Finland was one of the first countries in the world to deregulate its electricity market. Since 1998 it has been possible for small consumers to choose their supplier of electricity, and this has been possible for companies consuming more than 0.5 MW of electricity since 1 November 1995. Energy-intensive industries and electricity distribution companies have nearly always arranged tender competitions for their electricity. It has also been possible for anybody to build electricity generation capacity, and Finland has always had several generators of electricity.
During the past few years, there have been dozens of acquisitions and a great deal of cross-border investment activity in Europe in the electricity industry. Fortum has participated in this activity in several ways: by acquiring Länsivoima Oy (220 000 customers); establishing Birka Energi AB (840 000 customers) in Sweden together with the City of Stockholm; by merging Gullspå Kraft AB with Stockholm Energi Ab; and by acquiring Wesertal GmbH in Germany. Furthermore, Fortum itself was established two years ago on the basis of the merger of Finnish energy companies Imatran Voima Oy (IVO) and Neste Oy.
In Finland, the electricity transmission business has been separated from electricity sales for book-keeping reasons, and certain local companies, which previously sold electricity, now focus on distribution.
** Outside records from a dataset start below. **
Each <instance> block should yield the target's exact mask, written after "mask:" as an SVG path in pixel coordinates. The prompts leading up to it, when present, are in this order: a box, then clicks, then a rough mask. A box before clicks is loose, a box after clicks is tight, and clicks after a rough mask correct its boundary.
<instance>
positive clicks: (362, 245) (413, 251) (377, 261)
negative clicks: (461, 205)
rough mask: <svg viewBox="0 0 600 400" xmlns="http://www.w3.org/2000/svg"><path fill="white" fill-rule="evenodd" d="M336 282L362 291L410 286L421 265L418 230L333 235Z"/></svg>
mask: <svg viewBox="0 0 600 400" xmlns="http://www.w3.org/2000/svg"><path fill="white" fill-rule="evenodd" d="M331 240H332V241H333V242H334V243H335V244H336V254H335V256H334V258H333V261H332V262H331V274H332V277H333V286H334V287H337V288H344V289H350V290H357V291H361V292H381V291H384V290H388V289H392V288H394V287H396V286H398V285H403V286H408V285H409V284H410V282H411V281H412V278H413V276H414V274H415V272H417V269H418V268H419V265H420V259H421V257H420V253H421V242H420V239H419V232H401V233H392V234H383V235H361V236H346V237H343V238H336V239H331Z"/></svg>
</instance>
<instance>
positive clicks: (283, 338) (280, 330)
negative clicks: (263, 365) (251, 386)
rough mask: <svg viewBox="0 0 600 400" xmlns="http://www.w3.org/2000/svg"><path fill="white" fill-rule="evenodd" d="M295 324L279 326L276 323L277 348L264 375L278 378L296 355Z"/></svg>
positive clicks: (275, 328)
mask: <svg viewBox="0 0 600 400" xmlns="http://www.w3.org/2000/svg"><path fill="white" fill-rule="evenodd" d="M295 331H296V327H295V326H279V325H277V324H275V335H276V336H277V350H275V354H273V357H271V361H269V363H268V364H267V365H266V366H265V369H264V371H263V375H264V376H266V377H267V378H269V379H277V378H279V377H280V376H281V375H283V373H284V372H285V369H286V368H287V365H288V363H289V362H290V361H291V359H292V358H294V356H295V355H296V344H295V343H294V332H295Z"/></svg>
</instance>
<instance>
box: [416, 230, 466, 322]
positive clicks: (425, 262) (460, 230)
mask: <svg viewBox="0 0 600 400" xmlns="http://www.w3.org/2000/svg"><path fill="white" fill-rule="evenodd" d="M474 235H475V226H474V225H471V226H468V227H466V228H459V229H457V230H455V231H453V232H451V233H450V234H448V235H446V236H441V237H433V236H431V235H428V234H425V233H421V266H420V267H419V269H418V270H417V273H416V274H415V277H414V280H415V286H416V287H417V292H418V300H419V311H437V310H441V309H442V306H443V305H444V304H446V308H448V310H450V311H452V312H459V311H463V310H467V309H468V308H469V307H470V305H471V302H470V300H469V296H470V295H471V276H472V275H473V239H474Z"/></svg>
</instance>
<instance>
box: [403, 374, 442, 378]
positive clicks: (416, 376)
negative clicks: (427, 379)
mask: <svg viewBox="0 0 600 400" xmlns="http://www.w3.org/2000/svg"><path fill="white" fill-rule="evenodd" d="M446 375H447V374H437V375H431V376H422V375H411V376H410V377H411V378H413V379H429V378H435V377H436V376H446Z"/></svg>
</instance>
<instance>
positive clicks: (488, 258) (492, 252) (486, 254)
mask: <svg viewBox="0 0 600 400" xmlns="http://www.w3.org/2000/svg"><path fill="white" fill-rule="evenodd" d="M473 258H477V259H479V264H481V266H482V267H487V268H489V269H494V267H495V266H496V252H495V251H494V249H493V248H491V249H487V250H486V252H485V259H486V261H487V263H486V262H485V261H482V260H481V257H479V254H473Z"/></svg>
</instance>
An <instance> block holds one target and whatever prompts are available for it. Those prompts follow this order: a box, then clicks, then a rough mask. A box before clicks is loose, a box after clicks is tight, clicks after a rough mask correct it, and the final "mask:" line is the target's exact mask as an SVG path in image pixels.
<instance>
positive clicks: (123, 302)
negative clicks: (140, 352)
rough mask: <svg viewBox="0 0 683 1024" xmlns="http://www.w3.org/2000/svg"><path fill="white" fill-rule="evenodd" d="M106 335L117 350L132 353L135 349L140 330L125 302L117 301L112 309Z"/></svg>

Fortum has combined electricity sales and direct sales of oil into Fortum Energy House Ltd., which provides a wide range of energy products and services to customers of all sizes, everything from companies’ portfolio management to solar electricity for summer cottages.
The role of the electricity exchange has increased rapidly: in 1999, Nord Pool traded 75 TWh of electricity, which accounted for 20 per cent of Nordic consumption. The trade of financial products has also grown rapidly; in 1999 it was 216 TWh, and the volume of OTC (over-the-counter) contracts cleared through Nord Pool was 684 TWh. Prices in the exchange have varied to a great extent; although the trend has been on the decrease. The exchange price is a reference price in the whole electricity business.
In addition to these trends in the energy market, the Internet is another factor that is bringing change. It can be used to provide better customer services and to develop completely new concepts, for example, Muuttaja.com, which has been developed by Fortum. Muuttaja.com is an Internet-based electronic service aimed at consumers who are planning to move house and require different services connected with the move. The market has given a positive response to this service, and in future new potential services can be expected in the form of mobile applications, for instance.
Environmental issues have also changed and will continue to change the industry. For a long time, Finland has been one of the leading countries in the world in the use of combined heat and power generation and biomass: 50 per cent of the homes in Finland use district heat, and biomass accounts for about 13 per cent of Finnish electricity generation. Fortum produces 20 per cent of the heat in Finland and five per cent of the electricity generated with biomass.
The Finnish energy sector is highly modern. It is open, pro-environmental and technologically advanced. It is a good environment for a competitive energy company and for the POWER-GEN Europe conference. I believe that our expertise can be used in the international markets as well.